Старики Рыбаковы, занимавшие квартиру из трех комнат, знали, что их жилищная автономия долго продолжаться не может. Город разрастался, государственная и общественная жизнь усложнялась, открывались новые учреждения и организации, приезжали новые люди, квартиры уплотнялись, настал черёд и тихого домика на Костромском. Рыбаковы нимало не огорчились этим. Боровский нашел комнату чисто прибранной и хозяев вполне благожелательными, даже приветливыми. Что касается Алексея Алексеевича, то он тотчас запылал своей извечной страстью и искал встречи с жильцом.
В первый день это не удалось. Жилец где-то пропадал и вернулся за полночь… Утром следующего дня беспокойный молодой человек опять сбежал. Лишь вечер вознаградил долготерпение Алексея Алексеевича. Жилец остался дома. Похаживая по комнате, он насвистывал какой-нибудь марш и, видимо, скучал.

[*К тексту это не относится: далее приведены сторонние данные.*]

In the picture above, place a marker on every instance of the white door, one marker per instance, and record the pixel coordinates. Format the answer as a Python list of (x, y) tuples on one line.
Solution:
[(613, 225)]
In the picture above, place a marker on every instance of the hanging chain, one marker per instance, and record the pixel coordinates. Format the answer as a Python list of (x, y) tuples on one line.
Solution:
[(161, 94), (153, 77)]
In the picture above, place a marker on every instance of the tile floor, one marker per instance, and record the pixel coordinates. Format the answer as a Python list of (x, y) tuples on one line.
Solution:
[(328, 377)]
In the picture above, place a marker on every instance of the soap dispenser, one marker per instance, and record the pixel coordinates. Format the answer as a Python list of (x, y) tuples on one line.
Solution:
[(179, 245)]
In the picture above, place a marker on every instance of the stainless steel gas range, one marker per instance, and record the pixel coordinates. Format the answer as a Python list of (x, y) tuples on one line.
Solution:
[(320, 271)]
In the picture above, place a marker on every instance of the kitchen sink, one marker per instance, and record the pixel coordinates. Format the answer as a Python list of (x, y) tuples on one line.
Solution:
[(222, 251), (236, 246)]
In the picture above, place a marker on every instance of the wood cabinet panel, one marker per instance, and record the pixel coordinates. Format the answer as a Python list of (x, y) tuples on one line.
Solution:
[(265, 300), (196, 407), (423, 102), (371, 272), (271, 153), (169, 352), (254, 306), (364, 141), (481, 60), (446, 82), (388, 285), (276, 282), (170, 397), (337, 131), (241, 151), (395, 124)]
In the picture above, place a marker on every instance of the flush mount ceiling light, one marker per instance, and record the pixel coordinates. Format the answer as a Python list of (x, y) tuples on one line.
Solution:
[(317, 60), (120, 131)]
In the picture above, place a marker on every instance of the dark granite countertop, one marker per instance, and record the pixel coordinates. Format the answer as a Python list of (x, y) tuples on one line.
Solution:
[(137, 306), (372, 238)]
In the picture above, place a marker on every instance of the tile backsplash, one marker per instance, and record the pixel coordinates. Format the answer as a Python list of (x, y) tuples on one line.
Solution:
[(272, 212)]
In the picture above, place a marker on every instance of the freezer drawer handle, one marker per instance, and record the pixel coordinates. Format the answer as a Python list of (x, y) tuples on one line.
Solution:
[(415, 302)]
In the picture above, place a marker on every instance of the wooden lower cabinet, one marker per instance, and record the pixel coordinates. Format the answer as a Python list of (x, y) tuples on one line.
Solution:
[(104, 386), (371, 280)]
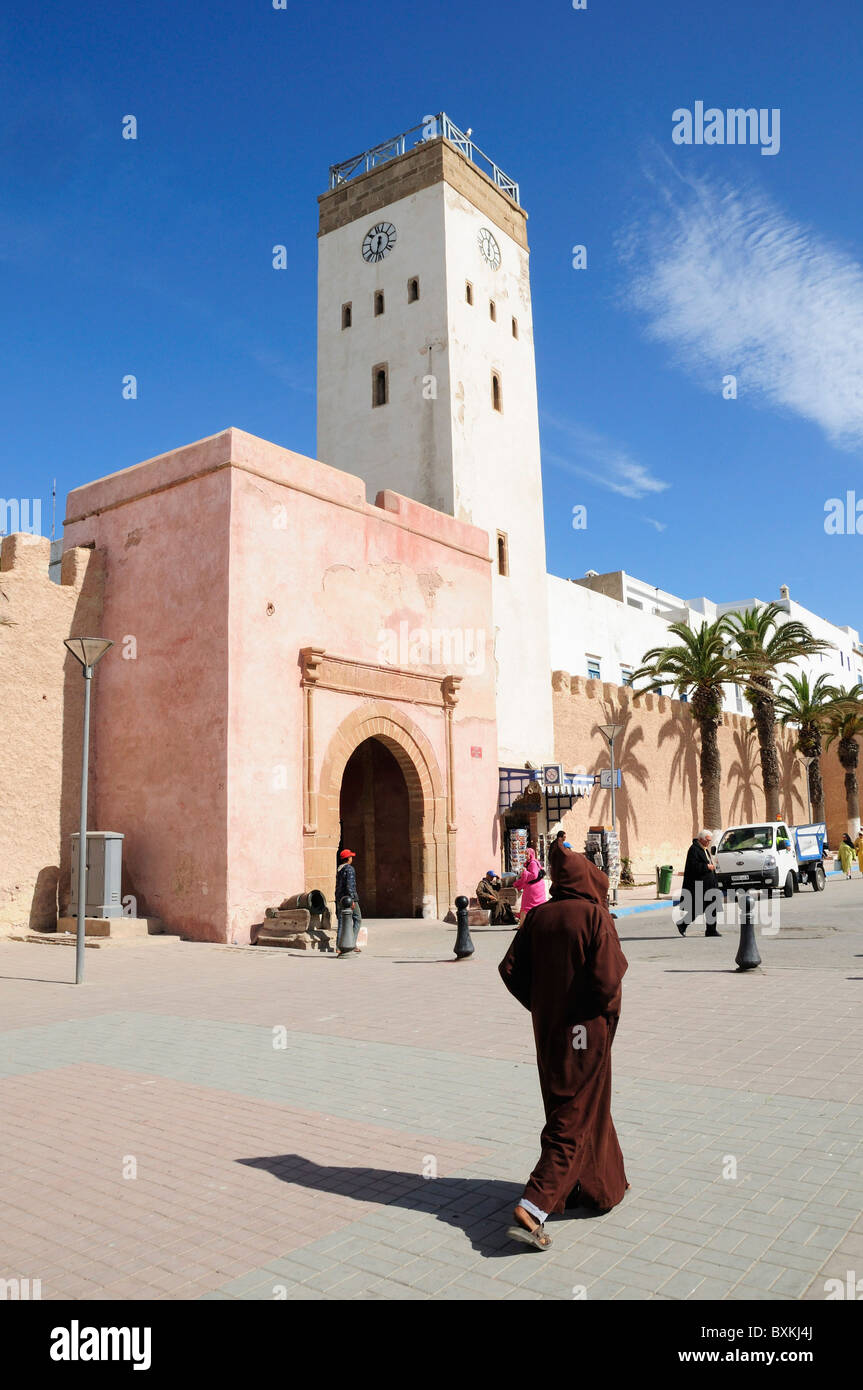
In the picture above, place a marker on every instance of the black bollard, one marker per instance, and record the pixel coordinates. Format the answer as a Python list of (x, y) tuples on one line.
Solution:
[(346, 938), (464, 947), (746, 955)]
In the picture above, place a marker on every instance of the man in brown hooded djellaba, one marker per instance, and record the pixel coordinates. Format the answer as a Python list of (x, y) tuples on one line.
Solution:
[(566, 966)]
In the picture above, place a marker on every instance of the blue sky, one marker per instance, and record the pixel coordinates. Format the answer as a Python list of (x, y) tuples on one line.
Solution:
[(154, 256)]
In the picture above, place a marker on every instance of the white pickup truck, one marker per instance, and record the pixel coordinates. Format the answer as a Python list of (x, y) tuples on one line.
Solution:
[(770, 855)]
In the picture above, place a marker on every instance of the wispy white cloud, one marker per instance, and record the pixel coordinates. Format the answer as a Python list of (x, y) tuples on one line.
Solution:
[(591, 455), (737, 287)]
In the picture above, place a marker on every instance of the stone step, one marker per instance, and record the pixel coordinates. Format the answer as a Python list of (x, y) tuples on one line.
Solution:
[(117, 929)]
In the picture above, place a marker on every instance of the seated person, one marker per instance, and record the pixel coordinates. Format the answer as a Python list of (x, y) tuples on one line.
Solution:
[(489, 898)]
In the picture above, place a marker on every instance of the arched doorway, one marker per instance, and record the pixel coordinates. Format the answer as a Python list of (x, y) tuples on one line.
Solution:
[(374, 813), (431, 843)]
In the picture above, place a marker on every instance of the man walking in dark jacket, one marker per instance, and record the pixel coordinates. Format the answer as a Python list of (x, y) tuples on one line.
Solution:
[(701, 890), (346, 887)]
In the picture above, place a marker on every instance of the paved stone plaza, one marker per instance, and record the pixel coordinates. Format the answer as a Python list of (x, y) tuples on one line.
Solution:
[(280, 1112)]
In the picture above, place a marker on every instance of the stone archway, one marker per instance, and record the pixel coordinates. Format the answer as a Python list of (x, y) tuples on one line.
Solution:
[(430, 844)]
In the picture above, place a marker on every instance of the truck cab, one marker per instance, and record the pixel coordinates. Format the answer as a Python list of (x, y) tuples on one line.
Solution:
[(760, 855)]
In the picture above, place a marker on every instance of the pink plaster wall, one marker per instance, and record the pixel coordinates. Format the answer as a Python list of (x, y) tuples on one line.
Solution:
[(223, 559), (337, 570), (160, 723)]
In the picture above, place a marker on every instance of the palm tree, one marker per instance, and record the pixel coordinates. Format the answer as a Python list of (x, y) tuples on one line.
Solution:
[(808, 708), (698, 665), (763, 644), (844, 727)]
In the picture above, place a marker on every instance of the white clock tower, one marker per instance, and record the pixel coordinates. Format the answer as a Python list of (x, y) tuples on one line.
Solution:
[(427, 381)]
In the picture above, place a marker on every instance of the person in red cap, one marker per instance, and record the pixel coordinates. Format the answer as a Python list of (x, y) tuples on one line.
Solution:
[(346, 887)]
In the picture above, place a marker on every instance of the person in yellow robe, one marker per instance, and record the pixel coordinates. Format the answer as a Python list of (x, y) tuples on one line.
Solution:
[(847, 854)]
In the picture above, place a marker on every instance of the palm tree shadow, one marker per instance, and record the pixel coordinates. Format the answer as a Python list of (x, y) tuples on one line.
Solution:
[(684, 762), (791, 772), (480, 1207), (746, 769), (630, 766)]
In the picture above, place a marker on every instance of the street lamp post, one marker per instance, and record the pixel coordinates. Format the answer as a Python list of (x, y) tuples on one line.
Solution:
[(610, 733), (808, 763), (88, 651)]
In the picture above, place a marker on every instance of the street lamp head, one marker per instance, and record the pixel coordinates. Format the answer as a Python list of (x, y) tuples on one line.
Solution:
[(610, 731), (88, 649)]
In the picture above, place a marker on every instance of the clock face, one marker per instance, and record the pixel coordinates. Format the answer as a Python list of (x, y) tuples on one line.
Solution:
[(488, 248), (378, 242)]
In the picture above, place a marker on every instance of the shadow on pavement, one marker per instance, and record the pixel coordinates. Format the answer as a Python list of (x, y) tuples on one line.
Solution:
[(480, 1207)]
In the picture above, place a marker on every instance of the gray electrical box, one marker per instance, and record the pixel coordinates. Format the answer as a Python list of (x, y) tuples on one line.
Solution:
[(104, 870)]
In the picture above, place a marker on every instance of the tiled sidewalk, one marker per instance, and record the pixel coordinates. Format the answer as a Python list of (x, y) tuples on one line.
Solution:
[(206, 1122)]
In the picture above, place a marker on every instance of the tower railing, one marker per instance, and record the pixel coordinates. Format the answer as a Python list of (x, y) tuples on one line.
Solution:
[(432, 128)]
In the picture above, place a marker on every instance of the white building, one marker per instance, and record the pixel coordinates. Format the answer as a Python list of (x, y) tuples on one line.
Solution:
[(602, 624), (427, 380)]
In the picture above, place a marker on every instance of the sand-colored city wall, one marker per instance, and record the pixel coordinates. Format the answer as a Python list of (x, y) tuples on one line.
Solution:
[(42, 701), (659, 804)]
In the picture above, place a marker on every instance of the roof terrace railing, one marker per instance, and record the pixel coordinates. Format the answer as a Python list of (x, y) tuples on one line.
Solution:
[(432, 128)]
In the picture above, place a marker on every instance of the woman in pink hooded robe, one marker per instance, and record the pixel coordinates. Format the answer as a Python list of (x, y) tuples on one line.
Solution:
[(531, 881)]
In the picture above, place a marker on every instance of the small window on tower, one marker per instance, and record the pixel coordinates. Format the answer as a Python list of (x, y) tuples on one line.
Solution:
[(380, 384), (503, 553)]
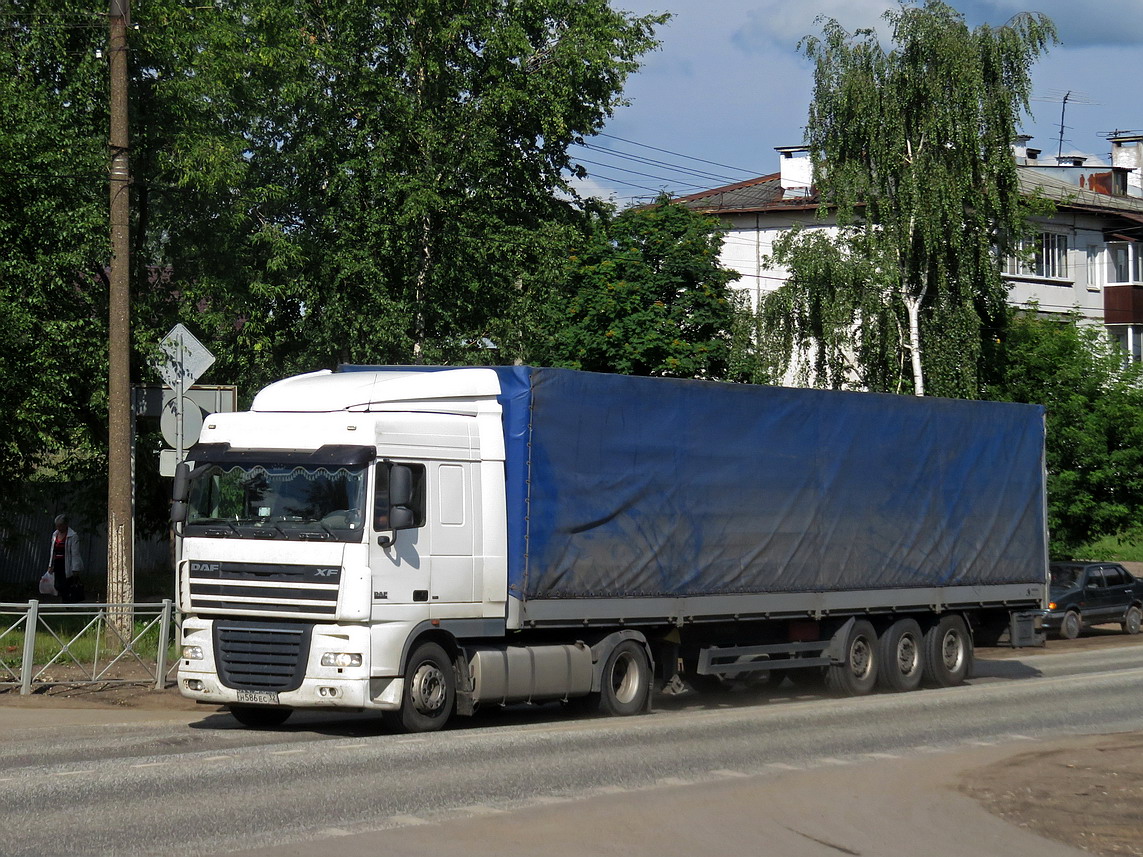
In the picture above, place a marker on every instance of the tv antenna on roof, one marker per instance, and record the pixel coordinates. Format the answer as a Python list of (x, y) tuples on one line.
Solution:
[(1070, 96)]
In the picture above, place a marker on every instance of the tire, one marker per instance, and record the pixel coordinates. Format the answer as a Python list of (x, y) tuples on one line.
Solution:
[(260, 718), (624, 683), (1132, 619), (856, 674), (902, 656), (1070, 625), (948, 653), (430, 691)]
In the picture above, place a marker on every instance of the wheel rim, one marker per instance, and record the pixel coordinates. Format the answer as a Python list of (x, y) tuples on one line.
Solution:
[(625, 678), (861, 657), (1134, 617), (952, 651), (908, 655), (428, 689)]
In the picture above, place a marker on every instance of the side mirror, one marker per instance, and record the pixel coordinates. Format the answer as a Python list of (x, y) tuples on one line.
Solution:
[(181, 487), (396, 507), (178, 491), (178, 512)]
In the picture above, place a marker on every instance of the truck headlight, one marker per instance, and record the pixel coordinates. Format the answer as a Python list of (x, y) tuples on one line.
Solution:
[(341, 658)]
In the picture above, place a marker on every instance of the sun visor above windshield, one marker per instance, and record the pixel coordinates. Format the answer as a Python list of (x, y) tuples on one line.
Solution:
[(343, 455)]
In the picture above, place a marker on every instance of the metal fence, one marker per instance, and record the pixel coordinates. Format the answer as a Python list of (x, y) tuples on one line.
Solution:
[(52, 643)]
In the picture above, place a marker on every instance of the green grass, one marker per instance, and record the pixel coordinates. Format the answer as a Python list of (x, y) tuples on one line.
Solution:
[(87, 645), (1125, 547)]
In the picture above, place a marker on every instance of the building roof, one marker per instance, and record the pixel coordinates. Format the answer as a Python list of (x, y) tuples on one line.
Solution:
[(754, 194), (765, 194)]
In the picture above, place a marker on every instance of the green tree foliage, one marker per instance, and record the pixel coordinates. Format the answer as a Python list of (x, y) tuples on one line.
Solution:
[(911, 150), (53, 239), (1094, 403), (382, 177), (647, 295), (313, 183)]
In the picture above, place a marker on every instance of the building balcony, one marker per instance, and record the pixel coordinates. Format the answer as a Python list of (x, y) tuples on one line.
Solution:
[(1122, 304)]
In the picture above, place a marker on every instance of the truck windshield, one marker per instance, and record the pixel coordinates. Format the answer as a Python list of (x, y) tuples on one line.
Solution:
[(268, 501)]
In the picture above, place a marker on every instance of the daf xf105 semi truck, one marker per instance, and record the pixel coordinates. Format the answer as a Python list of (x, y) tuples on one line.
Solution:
[(424, 542)]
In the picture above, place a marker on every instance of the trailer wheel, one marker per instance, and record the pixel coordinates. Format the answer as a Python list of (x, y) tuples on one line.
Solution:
[(948, 651), (902, 648), (625, 680), (856, 674), (430, 691), (260, 718)]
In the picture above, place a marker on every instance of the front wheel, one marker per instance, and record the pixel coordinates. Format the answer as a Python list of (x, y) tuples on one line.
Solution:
[(948, 651), (1132, 619), (430, 691), (625, 680)]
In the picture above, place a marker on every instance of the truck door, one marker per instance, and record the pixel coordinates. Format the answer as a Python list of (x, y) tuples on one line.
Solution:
[(450, 531)]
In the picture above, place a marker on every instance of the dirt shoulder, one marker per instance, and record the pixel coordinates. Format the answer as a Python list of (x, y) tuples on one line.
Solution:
[(1087, 793)]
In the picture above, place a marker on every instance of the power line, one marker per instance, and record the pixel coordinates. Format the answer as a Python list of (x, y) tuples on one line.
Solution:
[(677, 154), (644, 175), (656, 162)]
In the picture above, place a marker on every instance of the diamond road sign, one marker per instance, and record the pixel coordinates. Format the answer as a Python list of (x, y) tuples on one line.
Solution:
[(183, 358)]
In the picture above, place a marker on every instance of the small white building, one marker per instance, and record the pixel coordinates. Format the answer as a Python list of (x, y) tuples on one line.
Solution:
[(1088, 256)]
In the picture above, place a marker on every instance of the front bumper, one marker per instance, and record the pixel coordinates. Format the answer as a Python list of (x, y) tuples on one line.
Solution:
[(314, 686)]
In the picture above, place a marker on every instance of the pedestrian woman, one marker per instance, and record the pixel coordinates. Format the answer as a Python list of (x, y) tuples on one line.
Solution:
[(65, 561)]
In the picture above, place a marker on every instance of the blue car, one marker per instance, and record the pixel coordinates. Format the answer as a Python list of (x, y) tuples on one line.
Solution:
[(1092, 593)]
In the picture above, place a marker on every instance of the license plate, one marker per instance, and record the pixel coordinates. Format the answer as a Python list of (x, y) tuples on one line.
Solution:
[(258, 697)]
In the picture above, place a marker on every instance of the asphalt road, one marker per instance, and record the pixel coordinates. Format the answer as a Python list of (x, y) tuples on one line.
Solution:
[(733, 769)]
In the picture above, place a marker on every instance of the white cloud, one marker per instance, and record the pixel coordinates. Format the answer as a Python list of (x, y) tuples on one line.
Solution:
[(1112, 23)]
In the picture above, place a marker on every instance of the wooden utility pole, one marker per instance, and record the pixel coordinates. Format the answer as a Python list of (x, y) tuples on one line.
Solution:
[(120, 529)]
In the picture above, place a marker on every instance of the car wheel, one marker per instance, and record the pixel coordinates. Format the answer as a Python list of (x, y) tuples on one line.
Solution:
[(1132, 619), (1070, 625)]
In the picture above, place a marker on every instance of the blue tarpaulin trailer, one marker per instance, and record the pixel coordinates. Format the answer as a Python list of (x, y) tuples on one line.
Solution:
[(623, 487)]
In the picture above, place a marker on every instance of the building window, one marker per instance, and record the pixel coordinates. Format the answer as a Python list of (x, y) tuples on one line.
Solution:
[(1042, 255), (1125, 262)]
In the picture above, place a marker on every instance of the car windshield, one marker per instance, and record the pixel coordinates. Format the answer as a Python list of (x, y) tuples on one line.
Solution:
[(1065, 577), (269, 501)]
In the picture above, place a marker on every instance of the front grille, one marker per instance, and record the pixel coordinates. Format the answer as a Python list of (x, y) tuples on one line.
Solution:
[(262, 656), (263, 587)]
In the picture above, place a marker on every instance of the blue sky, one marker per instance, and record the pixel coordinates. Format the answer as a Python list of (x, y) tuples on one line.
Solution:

Алексей Алексеевич засуетился, загремел посудой, потащил в кухню старомодный, красной меди чайник, и спустя полчаса чай (точнее - кипяток, подкрашенный брусничным отваром) был готов. Алексей Алексеевич с многочисленными извинениями и за беспокойство, и за бедность сервировки, и за непорядок в комнате, хотя комната была в совершенном порядке, пригласил жильца на чашку чая, и Боровский, изнывая от скуки и безделья, принял приглашение.
Они сели за стол. Алексей Алексеевич раскрыл маленький кисет из шкуры молодой нерпы, шитый жилами, украшенный бахромой из зеленого и красного сукна, и приветливо попотчевал гостя махоркой. Гость улыбнулся и вытащил большой кожаный портсигар. В нем оказались прекрасные сигареты. Боровский протянул портсигар хозяину. Алексей Алексеевич отказался, сославшись на то, что он привык к махорке, но Боровский настаивал, и тогда Алексей Алексеевич с удовольствием закурил сигарету.
- Приятный табачок, - сказал он, медленно затягиваясь и соловея от блаженства. - Прямо мёд! Я так полагаю, английский?